Appeal from a judgment of the Wayne County Court (John B. Nesbitt, J.), rendered March 2, 2004. The judgment convicted defendant, upon a jury verdict, of assault in the first degree and gang assault in the second degree.
It is hereby ordered that the judgment so appealed from be and the same hereby is unanimously affirmed.

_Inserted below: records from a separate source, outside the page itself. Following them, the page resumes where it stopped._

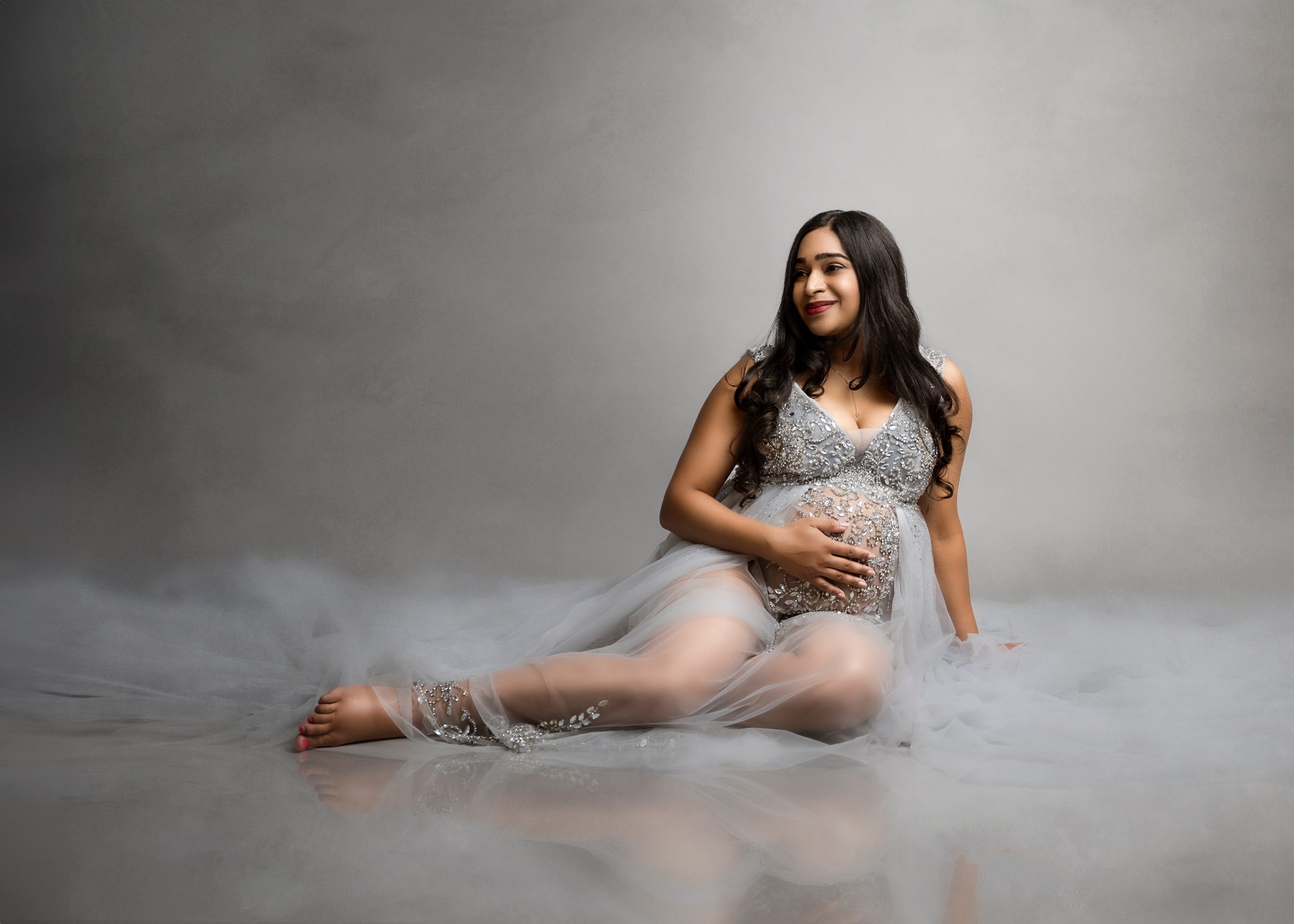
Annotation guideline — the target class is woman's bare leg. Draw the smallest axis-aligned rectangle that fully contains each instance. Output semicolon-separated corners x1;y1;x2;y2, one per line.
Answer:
724;619;893;734
295;615;758;751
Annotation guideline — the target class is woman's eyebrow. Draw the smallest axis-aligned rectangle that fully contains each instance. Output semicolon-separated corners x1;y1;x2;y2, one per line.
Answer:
796;254;849;263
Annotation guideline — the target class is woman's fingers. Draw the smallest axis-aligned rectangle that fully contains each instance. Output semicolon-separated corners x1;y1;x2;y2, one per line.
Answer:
831;542;876;562
828;555;876;577
825;570;867;588
809;577;849;601
801;516;849;533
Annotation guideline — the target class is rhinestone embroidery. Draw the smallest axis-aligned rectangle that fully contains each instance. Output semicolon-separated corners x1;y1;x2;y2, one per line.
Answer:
751;346;945;623
413;681;607;753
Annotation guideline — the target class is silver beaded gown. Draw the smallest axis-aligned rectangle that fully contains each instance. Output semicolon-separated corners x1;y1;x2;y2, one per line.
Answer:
370;346;1066;766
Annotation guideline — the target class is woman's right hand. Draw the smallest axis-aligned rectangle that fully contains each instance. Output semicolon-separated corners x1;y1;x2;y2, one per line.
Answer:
770;516;876;599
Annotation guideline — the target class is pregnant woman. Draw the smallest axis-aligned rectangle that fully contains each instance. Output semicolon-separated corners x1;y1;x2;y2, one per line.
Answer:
295;211;1011;751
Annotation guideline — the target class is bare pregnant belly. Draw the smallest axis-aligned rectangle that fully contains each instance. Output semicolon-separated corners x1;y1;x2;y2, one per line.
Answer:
756;485;898;622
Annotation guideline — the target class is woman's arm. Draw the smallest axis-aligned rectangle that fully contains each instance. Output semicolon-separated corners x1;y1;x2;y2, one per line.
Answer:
660;356;874;598
920;357;980;640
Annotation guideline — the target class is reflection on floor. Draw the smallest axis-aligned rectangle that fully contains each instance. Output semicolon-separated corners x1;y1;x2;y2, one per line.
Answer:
0;712;1294;924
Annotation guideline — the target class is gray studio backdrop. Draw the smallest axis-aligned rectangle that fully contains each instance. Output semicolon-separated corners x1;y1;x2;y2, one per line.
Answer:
0;0;1294;601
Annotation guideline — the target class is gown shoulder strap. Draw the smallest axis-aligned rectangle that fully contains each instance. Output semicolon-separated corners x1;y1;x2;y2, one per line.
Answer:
916;343;947;375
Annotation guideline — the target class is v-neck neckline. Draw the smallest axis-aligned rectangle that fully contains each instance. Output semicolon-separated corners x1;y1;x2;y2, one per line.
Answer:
791;379;903;442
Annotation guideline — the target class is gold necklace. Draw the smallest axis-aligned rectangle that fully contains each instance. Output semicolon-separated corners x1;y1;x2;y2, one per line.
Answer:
831;366;858;427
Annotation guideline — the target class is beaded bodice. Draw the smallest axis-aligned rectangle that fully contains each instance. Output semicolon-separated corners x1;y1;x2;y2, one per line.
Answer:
751;346;945;505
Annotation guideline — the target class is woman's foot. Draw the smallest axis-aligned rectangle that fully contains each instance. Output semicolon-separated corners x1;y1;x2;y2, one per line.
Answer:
292;683;404;751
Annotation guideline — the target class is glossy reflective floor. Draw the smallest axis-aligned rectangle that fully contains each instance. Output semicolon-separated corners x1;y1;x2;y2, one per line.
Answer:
0;710;1294;924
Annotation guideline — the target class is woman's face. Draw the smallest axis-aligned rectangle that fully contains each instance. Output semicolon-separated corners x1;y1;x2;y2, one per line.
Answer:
791;228;861;338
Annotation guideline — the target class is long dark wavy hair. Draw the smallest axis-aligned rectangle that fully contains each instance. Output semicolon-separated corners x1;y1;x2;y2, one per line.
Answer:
734;210;965;505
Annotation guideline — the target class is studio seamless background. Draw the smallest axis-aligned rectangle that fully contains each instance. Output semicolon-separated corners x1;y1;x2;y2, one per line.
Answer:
0;0;1294;601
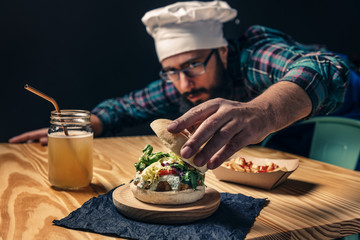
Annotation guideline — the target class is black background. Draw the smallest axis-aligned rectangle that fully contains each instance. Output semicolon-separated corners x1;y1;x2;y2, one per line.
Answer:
0;0;360;142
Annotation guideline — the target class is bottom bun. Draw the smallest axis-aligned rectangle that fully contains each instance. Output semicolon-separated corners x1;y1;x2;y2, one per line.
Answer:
130;182;205;205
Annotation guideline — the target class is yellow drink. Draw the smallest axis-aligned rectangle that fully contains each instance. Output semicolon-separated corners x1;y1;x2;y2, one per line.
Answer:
48;131;93;188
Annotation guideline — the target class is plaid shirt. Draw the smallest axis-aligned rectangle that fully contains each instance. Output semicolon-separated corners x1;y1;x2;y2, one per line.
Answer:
92;26;349;135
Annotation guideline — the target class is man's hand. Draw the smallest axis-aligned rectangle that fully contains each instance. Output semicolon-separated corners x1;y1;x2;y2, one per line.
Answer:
168;98;273;169
9;128;48;146
168;82;311;169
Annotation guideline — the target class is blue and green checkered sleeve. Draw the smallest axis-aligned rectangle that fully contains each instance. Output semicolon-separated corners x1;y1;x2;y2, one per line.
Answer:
241;26;349;116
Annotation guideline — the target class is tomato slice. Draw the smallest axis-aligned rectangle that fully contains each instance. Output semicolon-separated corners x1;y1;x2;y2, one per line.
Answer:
159;169;176;176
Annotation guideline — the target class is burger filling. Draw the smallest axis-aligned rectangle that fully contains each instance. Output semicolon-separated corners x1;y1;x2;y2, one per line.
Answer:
134;145;205;191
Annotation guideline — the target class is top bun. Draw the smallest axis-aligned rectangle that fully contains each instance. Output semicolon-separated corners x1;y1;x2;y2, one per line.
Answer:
150;119;207;172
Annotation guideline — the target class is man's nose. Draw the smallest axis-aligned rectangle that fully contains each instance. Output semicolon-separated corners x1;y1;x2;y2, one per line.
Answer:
179;72;194;92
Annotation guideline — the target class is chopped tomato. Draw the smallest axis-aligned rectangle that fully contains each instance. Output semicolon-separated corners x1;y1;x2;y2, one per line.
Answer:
159;169;176;176
259;166;269;172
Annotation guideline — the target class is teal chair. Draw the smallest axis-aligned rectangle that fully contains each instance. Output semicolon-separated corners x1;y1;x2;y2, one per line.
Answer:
261;116;360;170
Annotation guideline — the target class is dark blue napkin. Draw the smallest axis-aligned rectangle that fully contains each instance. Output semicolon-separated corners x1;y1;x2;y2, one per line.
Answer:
53;186;266;240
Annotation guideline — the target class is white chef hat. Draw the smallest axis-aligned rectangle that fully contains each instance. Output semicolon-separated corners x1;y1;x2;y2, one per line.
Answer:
141;1;237;62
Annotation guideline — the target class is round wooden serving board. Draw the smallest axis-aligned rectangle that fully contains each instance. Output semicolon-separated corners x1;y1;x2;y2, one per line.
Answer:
113;184;221;224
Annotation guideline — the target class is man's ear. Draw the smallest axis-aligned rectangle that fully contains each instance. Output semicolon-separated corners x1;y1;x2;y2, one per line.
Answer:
218;47;229;69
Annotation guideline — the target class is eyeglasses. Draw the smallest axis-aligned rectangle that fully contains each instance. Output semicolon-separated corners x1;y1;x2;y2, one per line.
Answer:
159;49;217;82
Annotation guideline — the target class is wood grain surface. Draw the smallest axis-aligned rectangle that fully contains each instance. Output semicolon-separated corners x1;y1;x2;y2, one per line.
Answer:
113;184;221;224
0;136;360;239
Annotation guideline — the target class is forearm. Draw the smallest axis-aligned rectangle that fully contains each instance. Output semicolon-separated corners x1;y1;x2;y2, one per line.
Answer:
249;81;312;133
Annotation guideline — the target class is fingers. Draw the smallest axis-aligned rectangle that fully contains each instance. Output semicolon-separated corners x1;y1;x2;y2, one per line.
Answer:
180;112;235;162
191;119;242;166
207;133;249;169
9;128;48;143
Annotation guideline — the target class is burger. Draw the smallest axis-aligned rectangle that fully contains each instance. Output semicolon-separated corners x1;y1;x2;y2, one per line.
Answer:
130;119;207;205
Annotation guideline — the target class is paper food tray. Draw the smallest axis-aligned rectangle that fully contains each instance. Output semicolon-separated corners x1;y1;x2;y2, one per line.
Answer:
212;157;299;189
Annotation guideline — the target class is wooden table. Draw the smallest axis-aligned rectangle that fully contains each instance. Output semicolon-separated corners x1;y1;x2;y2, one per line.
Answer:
0;136;360;239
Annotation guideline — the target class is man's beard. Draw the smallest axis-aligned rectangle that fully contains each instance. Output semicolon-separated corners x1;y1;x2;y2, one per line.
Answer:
179;56;232;114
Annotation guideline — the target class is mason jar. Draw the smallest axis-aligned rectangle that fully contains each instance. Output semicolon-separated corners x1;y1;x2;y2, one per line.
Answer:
48;110;93;189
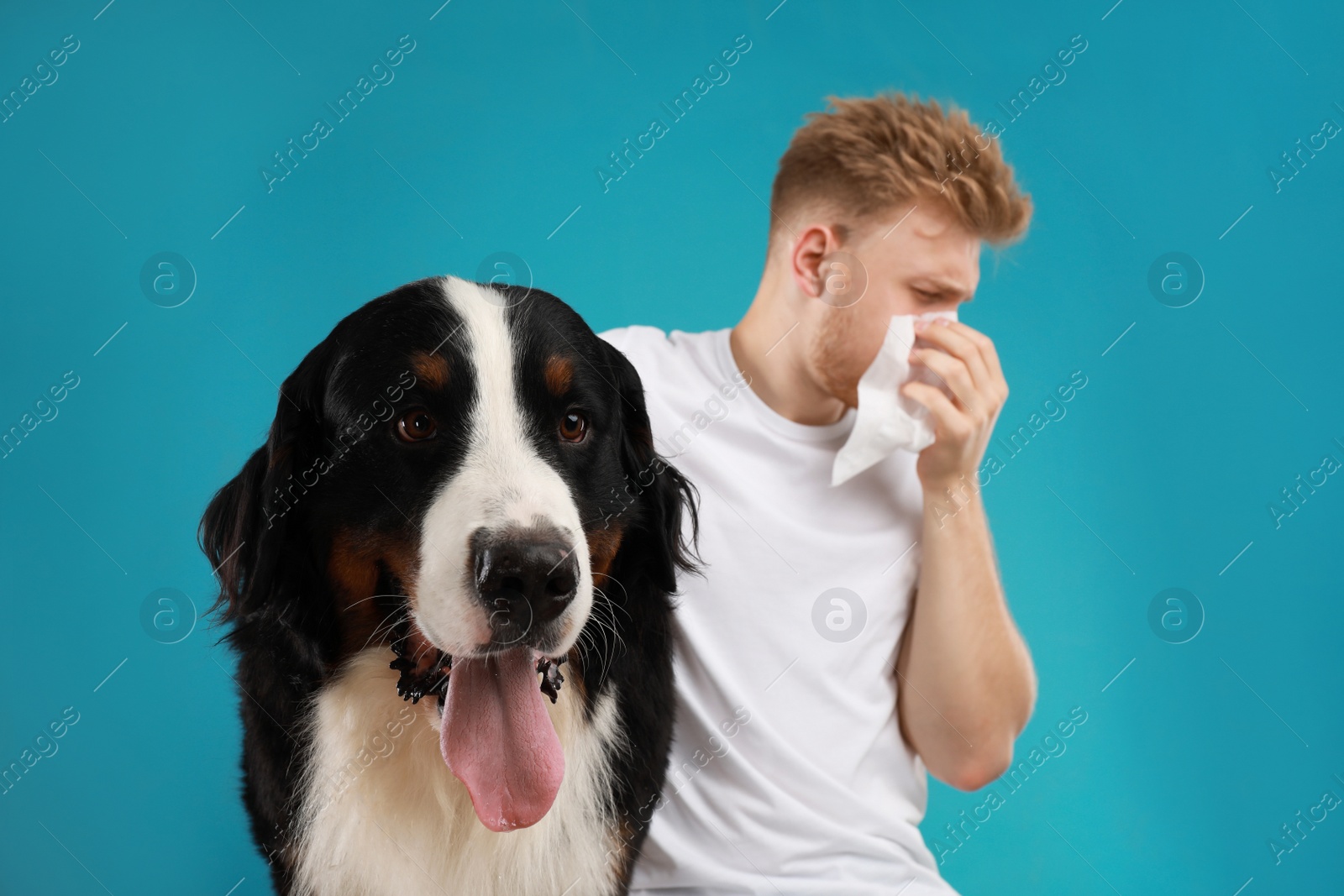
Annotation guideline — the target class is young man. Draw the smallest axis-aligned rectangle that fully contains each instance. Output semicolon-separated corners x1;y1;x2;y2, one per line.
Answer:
603;94;1037;896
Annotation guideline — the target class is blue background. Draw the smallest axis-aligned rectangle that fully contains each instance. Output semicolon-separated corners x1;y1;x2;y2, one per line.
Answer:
0;0;1344;896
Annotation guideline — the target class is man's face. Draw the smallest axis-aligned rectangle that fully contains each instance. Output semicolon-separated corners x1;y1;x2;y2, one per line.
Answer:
806;200;979;407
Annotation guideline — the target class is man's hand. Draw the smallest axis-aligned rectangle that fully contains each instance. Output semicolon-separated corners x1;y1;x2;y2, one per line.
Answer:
896;317;1037;790
900;318;1008;491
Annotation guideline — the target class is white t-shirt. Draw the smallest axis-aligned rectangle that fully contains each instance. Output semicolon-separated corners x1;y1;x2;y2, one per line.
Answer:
602;327;956;896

Memorandum: On appeal from a judgment convicting him following a jury trial of assault in the first degree (Penal Law § 120.10 [1]) and gang assault in the second degree (§ 120.06), defendant contends that County Court erred in failing to discharge a juror based on the possibility that the juror had been sleeping during portions of the trial. That contention is not preserved for our review inasmuch as defendant failed to object to the court’s inquiry of the juror (see People v Martinez, 224 AD2d 326 [1996], lv denied 88 NY2d 989 [1996]; People v Jones, 173 AD2d 359 [1991], lv denied 78 NY2d 1077 [1991]) and, additionally, failed to move to discharge that juror (see People v *1114Fenderson, 203 AD2d 585, 586 [1994], lv denied 84 NY2d 825 [1994]). In any event, the court conducted an appropriate inquiry of the juror to ascertain whether he had been asleep and accepted the assurances of the juror that he had heard the entire case. The court also noted that its own observations confirmed the juror’s assurances. Thus, “there is no basis to conclude that the juror in question should have been discharged as grossly unqualified” (Martinez, 224 AD2d at 326-327; see People v Moore, 242 AD2d 882 [1997], lv denied 91 NY2d 835 [1997]). Contrary to defendant’s further contentions, the verdict is not against the weight of the evidence (see People v Bleakley, 69 NY2d 490, 495 [1987]), and the sentence is not unduly harsh or severe. Present—Hurlbutt, J.P., Smith, Pine, Lawton and Hayes, JJ.